In this post, we share our motivation for building custom small LLMs for medical document understanding in the context of India. We show that by using high-quality data for training that is specific to Indian healthcare ecosystem, we've outperformed giant state-of-the-art (SOTA) models like GPT-4o and Claude Sonnet 3.5.
Healthcare in India is at a crucial turning point, with technology holding a great potential for transformation. However, several challenges are currently hindering this progress:
The challenges mentioned above create an ideal ground for Large Language Models (LLMs) to shine. Advanced LLMs can potentially understand, process, and interpret unstructured data, making them uniquely suited to tackle India’s healthcare challenges.
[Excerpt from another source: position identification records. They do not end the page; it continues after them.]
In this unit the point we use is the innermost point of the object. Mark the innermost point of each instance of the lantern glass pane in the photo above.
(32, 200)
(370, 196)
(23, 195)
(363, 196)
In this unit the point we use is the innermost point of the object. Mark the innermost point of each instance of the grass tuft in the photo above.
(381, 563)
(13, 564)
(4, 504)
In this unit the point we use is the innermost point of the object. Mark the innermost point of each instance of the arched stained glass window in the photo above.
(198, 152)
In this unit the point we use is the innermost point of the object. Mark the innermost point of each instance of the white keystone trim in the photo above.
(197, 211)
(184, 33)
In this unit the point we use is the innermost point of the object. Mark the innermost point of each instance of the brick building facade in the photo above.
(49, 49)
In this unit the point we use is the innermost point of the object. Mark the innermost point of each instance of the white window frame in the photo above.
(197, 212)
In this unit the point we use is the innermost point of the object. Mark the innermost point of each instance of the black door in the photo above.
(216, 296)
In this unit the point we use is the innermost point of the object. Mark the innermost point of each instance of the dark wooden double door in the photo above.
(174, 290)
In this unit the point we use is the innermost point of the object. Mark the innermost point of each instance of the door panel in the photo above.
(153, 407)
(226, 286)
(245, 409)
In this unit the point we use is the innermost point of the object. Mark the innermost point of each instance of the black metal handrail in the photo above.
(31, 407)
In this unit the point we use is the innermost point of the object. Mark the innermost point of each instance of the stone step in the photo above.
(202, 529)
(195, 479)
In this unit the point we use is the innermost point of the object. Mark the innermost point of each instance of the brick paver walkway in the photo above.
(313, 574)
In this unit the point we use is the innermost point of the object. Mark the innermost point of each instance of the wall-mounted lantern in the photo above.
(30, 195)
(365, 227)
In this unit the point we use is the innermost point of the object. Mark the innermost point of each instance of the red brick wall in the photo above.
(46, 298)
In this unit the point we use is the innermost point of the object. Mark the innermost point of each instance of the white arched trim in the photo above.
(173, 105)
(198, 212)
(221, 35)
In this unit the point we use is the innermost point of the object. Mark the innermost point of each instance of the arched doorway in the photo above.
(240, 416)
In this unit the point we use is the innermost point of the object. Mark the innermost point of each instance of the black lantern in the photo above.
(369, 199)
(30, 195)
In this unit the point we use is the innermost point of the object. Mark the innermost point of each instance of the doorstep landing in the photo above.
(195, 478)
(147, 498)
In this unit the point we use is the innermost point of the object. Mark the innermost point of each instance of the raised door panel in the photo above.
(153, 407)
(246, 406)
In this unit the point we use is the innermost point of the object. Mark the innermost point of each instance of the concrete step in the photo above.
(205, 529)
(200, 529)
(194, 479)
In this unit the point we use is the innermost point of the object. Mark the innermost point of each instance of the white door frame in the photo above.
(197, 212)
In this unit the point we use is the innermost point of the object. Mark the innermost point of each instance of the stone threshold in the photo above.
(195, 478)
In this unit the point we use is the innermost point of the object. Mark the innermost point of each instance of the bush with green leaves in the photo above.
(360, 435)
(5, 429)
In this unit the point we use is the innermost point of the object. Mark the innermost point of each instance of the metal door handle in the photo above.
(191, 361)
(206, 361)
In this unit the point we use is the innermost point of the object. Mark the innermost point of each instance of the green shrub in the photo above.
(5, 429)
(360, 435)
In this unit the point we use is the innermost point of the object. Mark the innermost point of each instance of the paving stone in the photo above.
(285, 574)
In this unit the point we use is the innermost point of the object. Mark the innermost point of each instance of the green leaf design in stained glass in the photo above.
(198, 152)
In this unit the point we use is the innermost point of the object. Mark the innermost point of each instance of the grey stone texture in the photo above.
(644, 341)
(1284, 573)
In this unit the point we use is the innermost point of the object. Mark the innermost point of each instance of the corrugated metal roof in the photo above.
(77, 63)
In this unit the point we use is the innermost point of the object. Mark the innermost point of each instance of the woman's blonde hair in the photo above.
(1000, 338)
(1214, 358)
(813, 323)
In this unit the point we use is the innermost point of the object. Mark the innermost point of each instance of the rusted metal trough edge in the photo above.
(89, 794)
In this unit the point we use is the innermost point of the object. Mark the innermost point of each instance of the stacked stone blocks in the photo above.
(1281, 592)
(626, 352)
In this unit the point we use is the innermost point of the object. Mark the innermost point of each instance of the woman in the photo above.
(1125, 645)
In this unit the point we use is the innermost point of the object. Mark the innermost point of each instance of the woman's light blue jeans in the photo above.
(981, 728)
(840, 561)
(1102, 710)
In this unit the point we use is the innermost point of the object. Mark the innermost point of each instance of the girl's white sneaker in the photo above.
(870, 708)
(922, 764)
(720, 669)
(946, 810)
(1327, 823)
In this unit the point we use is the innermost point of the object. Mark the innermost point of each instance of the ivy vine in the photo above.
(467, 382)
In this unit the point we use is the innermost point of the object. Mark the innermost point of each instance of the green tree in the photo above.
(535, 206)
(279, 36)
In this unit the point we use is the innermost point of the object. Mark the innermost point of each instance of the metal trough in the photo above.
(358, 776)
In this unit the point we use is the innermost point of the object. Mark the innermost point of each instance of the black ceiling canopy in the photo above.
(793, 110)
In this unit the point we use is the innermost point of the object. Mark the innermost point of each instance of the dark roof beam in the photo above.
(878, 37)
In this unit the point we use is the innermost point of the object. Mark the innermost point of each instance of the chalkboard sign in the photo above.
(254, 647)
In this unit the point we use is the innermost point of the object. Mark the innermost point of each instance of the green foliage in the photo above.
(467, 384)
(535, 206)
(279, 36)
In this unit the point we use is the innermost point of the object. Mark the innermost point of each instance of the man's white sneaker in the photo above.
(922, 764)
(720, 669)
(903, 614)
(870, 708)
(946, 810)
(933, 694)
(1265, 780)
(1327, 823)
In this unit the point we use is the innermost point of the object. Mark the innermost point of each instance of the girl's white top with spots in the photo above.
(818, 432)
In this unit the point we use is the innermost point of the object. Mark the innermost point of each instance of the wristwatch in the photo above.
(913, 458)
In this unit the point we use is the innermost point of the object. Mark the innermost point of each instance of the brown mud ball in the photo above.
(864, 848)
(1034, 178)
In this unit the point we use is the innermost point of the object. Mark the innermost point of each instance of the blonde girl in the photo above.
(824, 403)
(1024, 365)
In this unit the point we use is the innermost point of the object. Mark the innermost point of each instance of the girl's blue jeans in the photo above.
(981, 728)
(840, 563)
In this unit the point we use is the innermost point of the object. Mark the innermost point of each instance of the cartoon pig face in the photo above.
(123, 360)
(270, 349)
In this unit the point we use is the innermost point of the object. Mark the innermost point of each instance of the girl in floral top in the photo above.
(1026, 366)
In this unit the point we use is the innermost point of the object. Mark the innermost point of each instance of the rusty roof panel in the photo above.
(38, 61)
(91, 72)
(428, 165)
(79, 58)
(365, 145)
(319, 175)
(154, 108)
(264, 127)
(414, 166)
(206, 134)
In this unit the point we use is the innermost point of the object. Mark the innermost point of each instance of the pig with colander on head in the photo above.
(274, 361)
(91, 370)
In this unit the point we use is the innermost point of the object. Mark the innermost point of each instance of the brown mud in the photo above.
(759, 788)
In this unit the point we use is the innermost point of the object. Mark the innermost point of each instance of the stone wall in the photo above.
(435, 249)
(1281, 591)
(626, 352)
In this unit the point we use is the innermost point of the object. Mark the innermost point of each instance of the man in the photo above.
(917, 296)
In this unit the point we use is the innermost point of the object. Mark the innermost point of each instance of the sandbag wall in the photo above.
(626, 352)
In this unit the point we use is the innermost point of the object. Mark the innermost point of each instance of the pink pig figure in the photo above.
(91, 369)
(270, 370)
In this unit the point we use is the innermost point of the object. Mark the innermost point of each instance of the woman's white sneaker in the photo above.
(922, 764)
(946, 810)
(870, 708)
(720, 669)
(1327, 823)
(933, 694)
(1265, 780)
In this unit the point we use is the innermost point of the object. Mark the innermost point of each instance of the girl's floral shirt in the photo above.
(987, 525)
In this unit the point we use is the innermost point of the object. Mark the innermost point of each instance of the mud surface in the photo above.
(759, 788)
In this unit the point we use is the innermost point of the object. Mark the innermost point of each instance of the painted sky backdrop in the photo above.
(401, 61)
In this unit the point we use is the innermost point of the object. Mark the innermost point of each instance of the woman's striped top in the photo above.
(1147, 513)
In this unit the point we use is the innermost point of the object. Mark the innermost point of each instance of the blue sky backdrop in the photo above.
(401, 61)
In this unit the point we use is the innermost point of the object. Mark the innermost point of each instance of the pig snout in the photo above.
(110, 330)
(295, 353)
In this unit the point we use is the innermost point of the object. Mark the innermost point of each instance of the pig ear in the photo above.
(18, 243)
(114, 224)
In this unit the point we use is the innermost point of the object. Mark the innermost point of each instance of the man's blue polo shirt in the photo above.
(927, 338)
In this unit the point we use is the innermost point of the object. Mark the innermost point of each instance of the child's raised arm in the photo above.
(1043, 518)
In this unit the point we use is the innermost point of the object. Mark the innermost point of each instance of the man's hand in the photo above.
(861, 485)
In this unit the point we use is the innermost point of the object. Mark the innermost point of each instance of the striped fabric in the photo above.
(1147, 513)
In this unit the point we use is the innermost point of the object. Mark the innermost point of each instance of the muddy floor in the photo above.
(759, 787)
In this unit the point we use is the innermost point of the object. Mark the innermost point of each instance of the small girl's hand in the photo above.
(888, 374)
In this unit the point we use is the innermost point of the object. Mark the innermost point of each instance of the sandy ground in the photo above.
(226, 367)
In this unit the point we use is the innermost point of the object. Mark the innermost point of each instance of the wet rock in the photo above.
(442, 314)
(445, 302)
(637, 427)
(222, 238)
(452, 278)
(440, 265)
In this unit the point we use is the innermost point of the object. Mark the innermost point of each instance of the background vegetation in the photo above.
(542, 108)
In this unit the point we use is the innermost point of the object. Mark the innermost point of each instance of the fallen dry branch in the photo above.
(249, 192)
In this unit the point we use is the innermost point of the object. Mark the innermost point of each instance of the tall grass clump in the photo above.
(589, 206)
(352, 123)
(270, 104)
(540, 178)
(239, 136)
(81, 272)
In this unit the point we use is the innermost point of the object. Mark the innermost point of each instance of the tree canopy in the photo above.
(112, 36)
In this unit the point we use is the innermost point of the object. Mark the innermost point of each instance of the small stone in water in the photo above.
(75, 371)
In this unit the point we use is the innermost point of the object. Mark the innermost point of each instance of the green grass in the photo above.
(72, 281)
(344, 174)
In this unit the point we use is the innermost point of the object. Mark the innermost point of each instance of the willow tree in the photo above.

Till the time creating medical records is truly digital and data exchange happens over formats such as FHIR, employing LLMs can enable transformation of the unstructured data into structured, with machine-understandable linkages with ontologies such as SNOMED-CT and LOINC. This would pave the way for seamless interoperability and better clinical decision-making. With the right high-quality data and models tuned to specific needs, LLMs present a unique opportunity to streamline processes and improve outcomes.
The unique challenges of India’s healthcare ecosystem demand GenAI solutions specifically designed to address its needs. While general-purpose LLMs offer impressive capabilities, they often fall short when applied to the specific requirements of Indian medical data. This is where customized LLMs come into play, offering precision, efficiency, and scalability to bridge the gap.
General-purpose LLMs are typically trained on broad datasets, but healthcare data in India has its own complexities:
Let us understand this by an example of Zin 10 mg tablet, which has cetirizine as the main component. The screenshot presented below clearly highlights that it is incorrectly understood by the best of the SOTA models.
Training LLMs on high-quality, India-specific datasets ensures that these models understand and process the unique nuances present in Indian healthcare documents with high accuracy.
Training and deploying massive, resource-intensive models at scale isn't always practical due to cost constraints. Smaller, task-specific models are more computationally efficient, allowing them to be trained and deployed even in resource-limited environments. Customized small models can enable scalable adoption without compromising performance.
General-purpose LLMs might be more prone to generating hallucinated outputs, especially when dealing with unfamiliar formats and contexts. In healthcare, such errors can have serious consequences. Custom LLMs trained on task-specific data reduce the likelihood of inaccuracies by narrowing their operational scope.
While large-scale models like Sonnet 3.5 and GPT-4o are renowned for their capabilities, they often struggle with the specific challenges of Indian healthcare data. We perform extensive evaluations to understand their shortcomings and subsequently develop small and specialized LLMs. Our small LLM (we name it Parrotlet-V) excels in tasks like lab report parsing, prescription extraction, PII redaction and document classification, consistently outperforming these industry giants.
Our benchmarking dataset includes thousands of meticulously annotated medical documents spanning lab reports, digital prescriptions, discharge summaries, health insurance policies, and radiology scans. We employ standardized evaluation methodologies, comparing structured outputs entity by entity for precise assessment. To maximize the performance of SOTA LLMs for a justified comparison, we also experimented with prompt tuning, carefully guiding the models to produce outputs in the desired format.
Below, we present the results of our benchmarking experiments. The score here represents fuzzy matching score at entity level aggregated over the corpus.
Detailed entity-level results of Parrotlet-V vs SOTA models for different documents are presented below.
The results highlight the Parrotlet-V model's superior performance compared to state-of-the-art (SOTA) models. Parrotlet-V not only outperforms models with a comparable number of parameters, such as Qwen2-VL 7B, Llama 3.2 Vision 11B, and Phi-3.5 Vision 4.2B, but also surpasses the largest SOTA models in performance.
On further investigation we find that one of the major reasons for the lower accuracy of the models mentioned above is hallucination. Models often invent a value in the structured output even when that field is empty in the medical document. Examples of these hallucinations are given below. We overcome these hallucinations by carefully balancing dataset such that there are ample instances of blank fields (sparse tables), and use techniques such as DPO during the SFT stage. Also at times some models didn't follow the provided schema to parse information and often even end up generating results as free text.
Other types of errors can be attributed to challenges in contextual inference of the fields such as specimen and panel and method. These fields have to be inferred carefully from the heading / subheadings in the lab report. Even though prompts include this hint, SOTA models fail to consistently infer these fields from the surrounding context.
Hallucinations: In the following example SOTA model has generated tests that are not even present in the document.
Contextual understanding: In the following document, our model accurately understands and extracts details like specimen and method, along with all the tests. Meanwhile, GPT-4 and Sonnet models struggle to grasp these visual and medical nuances.
Our experiments show encouraging results, however, there is still a long way to go in order to completely mitigate hallucinations and ensure high recall of the entities.